Hunt Institute has had a long relationship with Hodge, which began when Founding Director George H. M. Lawrence (1910–1978) proposed that Hodge take informal portraits of botanists. Over the years Hodge has sold or donated thousands of photographs to the Hunt Institute Archives. We also hold 27 linear feet of Hodge's professional and personal correspondence and research.

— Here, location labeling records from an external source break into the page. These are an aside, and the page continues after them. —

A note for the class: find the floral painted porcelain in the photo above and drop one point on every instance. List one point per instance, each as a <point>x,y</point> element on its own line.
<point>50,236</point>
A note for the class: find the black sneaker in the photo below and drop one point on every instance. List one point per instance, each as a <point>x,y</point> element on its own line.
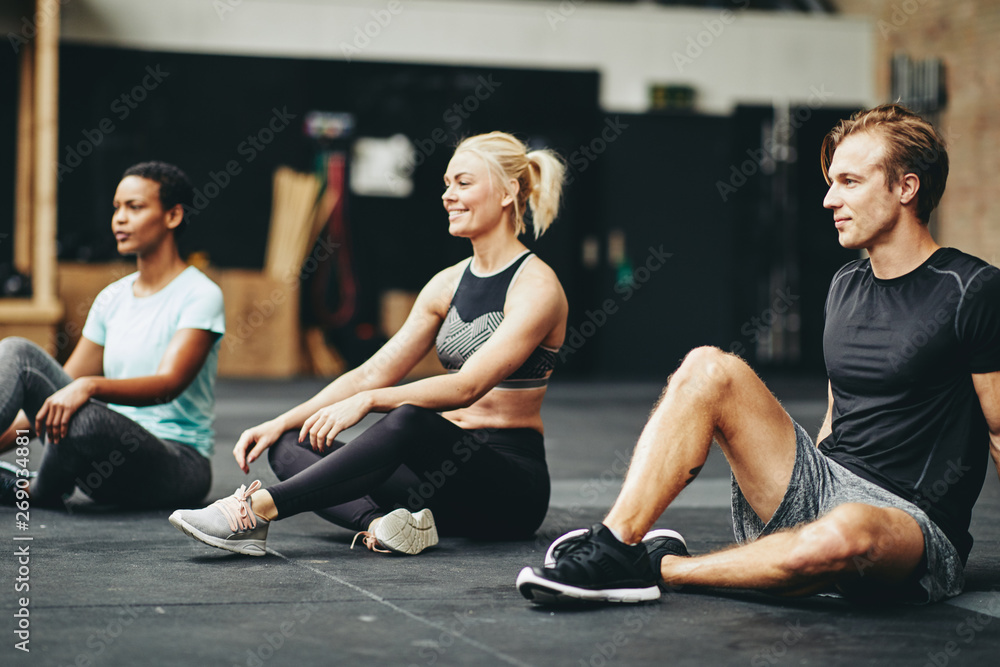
<point>663,542</point>
<point>8,482</point>
<point>592,567</point>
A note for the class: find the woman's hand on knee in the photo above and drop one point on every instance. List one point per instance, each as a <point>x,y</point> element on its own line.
<point>256,440</point>
<point>326,424</point>
<point>53,419</point>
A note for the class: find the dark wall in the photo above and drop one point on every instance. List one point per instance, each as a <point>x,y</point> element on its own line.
<point>787,249</point>
<point>701,265</point>
<point>230,121</point>
<point>641,315</point>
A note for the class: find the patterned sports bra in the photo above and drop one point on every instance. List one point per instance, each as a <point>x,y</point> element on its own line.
<point>475,313</point>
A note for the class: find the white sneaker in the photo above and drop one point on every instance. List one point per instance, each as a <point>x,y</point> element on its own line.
<point>228,523</point>
<point>401,532</point>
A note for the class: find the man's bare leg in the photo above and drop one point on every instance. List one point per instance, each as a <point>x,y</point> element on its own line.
<point>713,395</point>
<point>852,542</point>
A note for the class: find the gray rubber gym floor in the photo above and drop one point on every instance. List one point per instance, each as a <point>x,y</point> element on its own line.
<point>110,587</point>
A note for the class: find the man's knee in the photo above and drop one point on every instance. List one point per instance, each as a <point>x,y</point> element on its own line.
<point>706,370</point>
<point>15,346</point>
<point>835,543</point>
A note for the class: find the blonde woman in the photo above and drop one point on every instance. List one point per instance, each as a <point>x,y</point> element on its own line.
<point>461,453</point>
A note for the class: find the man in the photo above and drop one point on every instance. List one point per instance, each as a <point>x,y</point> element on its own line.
<point>881,508</point>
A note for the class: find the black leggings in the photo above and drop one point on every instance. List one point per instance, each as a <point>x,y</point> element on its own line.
<point>105,454</point>
<point>486,483</point>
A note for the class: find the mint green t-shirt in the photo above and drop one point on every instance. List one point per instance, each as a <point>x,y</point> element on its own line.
<point>135,333</point>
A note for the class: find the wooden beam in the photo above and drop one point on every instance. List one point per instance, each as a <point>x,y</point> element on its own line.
<point>46,157</point>
<point>23,197</point>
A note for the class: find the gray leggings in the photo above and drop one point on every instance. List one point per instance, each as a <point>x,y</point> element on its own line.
<point>108,456</point>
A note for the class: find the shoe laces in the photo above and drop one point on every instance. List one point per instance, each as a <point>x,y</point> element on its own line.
<point>236,508</point>
<point>369,540</point>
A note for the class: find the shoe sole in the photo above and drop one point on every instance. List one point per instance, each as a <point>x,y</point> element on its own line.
<point>245,547</point>
<point>549,560</point>
<point>665,532</point>
<point>405,533</point>
<point>545,591</point>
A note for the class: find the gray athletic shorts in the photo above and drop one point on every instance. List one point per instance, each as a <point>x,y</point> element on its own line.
<point>818,485</point>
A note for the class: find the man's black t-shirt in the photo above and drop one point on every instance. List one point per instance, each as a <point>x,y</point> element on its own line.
<point>900,354</point>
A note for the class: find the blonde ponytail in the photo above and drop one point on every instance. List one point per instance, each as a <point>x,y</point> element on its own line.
<point>546,170</point>
<point>539,175</point>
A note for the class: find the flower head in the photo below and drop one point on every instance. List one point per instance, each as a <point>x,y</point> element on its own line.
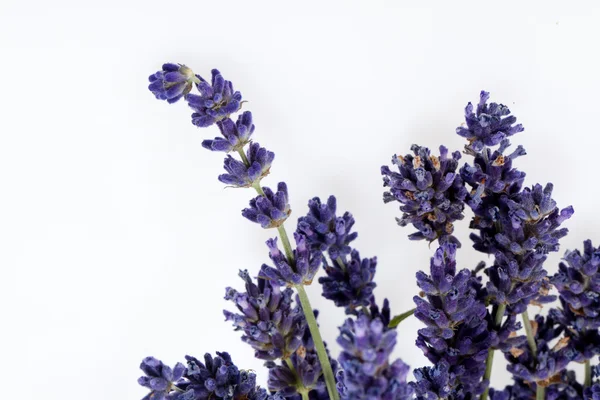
<point>306,373</point>
<point>491,173</point>
<point>527,221</point>
<point>161,380</point>
<point>271,323</point>
<point>235,136</point>
<point>456,337</point>
<point>430,190</point>
<point>271,209</point>
<point>349,283</point>
<point>547,364</point>
<point>299,271</point>
<point>488,125</point>
<point>219,378</point>
<point>326,232</point>
<point>241,174</point>
<point>564,387</point>
<point>578,283</point>
<point>368,373</point>
<point>216,101</point>
<point>172,83</point>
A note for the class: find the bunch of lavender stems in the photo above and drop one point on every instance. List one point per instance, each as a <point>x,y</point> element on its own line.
<point>466,321</point>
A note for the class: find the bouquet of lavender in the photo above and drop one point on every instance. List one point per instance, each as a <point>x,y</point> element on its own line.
<point>468,314</point>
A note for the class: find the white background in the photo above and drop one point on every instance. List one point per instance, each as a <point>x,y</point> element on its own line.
<point>116,239</point>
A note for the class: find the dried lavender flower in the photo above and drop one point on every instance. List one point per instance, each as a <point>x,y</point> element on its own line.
<point>489,124</point>
<point>578,283</point>
<point>271,209</point>
<point>216,101</point>
<point>300,271</point>
<point>162,379</point>
<point>172,83</point>
<point>242,174</point>
<point>349,283</point>
<point>326,232</point>
<point>456,338</point>
<point>368,373</point>
<point>235,136</point>
<point>430,190</point>
<point>271,323</point>
<point>219,378</point>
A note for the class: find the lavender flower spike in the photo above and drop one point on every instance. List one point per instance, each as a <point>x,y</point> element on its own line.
<point>272,325</point>
<point>351,284</point>
<point>219,378</point>
<point>300,271</point>
<point>488,125</point>
<point>173,82</point>
<point>235,136</point>
<point>578,282</point>
<point>270,210</point>
<point>162,379</point>
<point>430,191</point>
<point>456,338</point>
<point>240,174</point>
<point>326,232</point>
<point>216,101</point>
<point>368,374</point>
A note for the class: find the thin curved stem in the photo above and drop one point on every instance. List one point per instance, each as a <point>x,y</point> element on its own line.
<point>588,374</point>
<point>306,307</point>
<point>540,391</point>
<point>489,362</point>
<point>529,332</point>
<point>286,243</point>
<point>319,345</point>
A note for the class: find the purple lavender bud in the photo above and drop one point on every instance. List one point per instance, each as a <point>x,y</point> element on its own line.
<point>300,271</point>
<point>432,194</point>
<point>549,362</point>
<point>433,382</point>
<point>163,381</point>
<point>488,125</point>
<point>235,136</point>
<point>593,392</point>
<point>306,372</point>
<point>456,337</point>
<point>325,231</point>
<point>368,374</point>
<point>585,342</point>
<point>219,378</point>
<point>271,323</point>
<point>517,282</point>
<point>270,210</point>
<point>578,283</point>
<point>491,172</point>
<point>564,387</point>
<point>241,175</point>
<point>172,83</point>
<point>216,101</point>
<point>525,222</point>
<point>351,284</point>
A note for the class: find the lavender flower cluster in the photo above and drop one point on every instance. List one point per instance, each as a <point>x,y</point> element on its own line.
<point>468,314</point>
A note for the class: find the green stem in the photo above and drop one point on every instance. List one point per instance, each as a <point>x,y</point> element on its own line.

The NFPF grant application process was undertaken by Hunt Institute Archivist Angela L. Todd with the assistance of Jeffrey A. Hinkelman, video collection manager and course instructor at Carnegie Mellon's University Libraries, and Hannah Rosen, preservation programs specialist at Preservation Technologies in Cranberry Township, Pennsylvania.
The National Film Preservation Foundation is the nonprofit organization created by the U.S. Congress to help save America's film heritage. The NFPF is the charitable affiliate of the National Film Preservation Board of the Library of Congress. For the complete list of projects supported by the NFPF, visit the NFPF Web site.
About the Hunt Institute for Botanical Documentation
The Hunt Institute for Botanical Documentation, a research division of Carnegie Mellon University, specializes in the history of botany and all aspects of plant science and serves the international scientific community through research and documentation. To this end, the Institute acquires and maintains authoritative collections of books, plant images, manuscripts, portraits and data files, and provides publications and other modes of information service. The Institute meets the reference needs of botanists, biologists, historians, conservationists, librarians, bibliographers and the public at large, especially those concerned with any aspect of the North American flora.